Because so much of today's economic growth, and future growth as far as the eye can see, is coming out of the emerging markets, The World Bank tells us that the dollar's days as the world currency are numbered. Their forecast is that the global currency markets will be dominated by the Chinese yuan, the euro and U.S. dollar, and as soon as 2025 -- and there seems to be some doubt about the euro.

We've heard similar predictions of the dollar falling from first place for a while, but considering the source, this message is different. The World Bank has been around since 1944, lending funds contributed by the advanced countries to developing economies, which in the early days I suppose included names such as South Korea, Italy and Japan. This time the dollar's impotence is not coming from a big investor trying to make a point in currency trading, but rather an agency that represents the U.S. as much as it does the emerging markets.

U.S. companies make a big deal of how much they are selling to emerging market companies. But those customers are not simply buying things; they also are expanding their abilities to create them on their own. Between today and 2025, the emerging market economies will grow at close to five percent per year, while the sclerotic developed nations will come in around half that. Here are some other data points The World Bank wants us to know about:

  • Countries called emerging today will account for more than half of global economic growth by 2025
  • Of the 1,000 companies spending the most on research and development in 2009, 12 percent were in the emerging markets.
  • Of the 2,400 cross-border mergers and acquisitions initiated by emerging market companies, more than half were "south-north" transactions, that is, acquisitions of developed market targets.
Building bond markets and international banking systems that can be relied on are not simple tasks, and will take a while.

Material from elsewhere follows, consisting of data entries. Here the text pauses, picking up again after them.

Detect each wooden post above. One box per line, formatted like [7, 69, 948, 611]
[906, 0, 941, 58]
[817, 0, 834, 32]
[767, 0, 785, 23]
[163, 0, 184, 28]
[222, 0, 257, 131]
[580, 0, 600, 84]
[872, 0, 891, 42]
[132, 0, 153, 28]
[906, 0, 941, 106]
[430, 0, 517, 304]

But who can blame the emerging market companies and monetary authorities for wanting to be able to make and receive payments, and borrow capital for long periods, in their own currencies which as growing economic powers they can be responsible for, rather than have to rely on the U.S. dollar? Here's a chart of the dollar against major currencies over the last 10 years:


Down, down, down, except during the credit crisis. That's fine if you are paying with dollars, and your currency is appreciating but not so good if you are receiving them.

One last point: The World Bank seems only half-hearted in its endorsement of the euro as a global currency to go toe-to-toe with the greenback. Their report nominates the euro with a big "if:"

At present, the euro is the most credible of those alternatives. Its status is poised to expand, provided the euro area can successfully overcome the sovereign debt crises currently faced by several of its member countries and can avoid the moral hazard problems associated with bailouts of countries within the European Union.
In the past two weeks, as the markets have focused on the latest installment of the European debt crisis, the euro is down four percent against the dollar. That's just the kind of instability that will make the emerging markets want to run their own monetary show.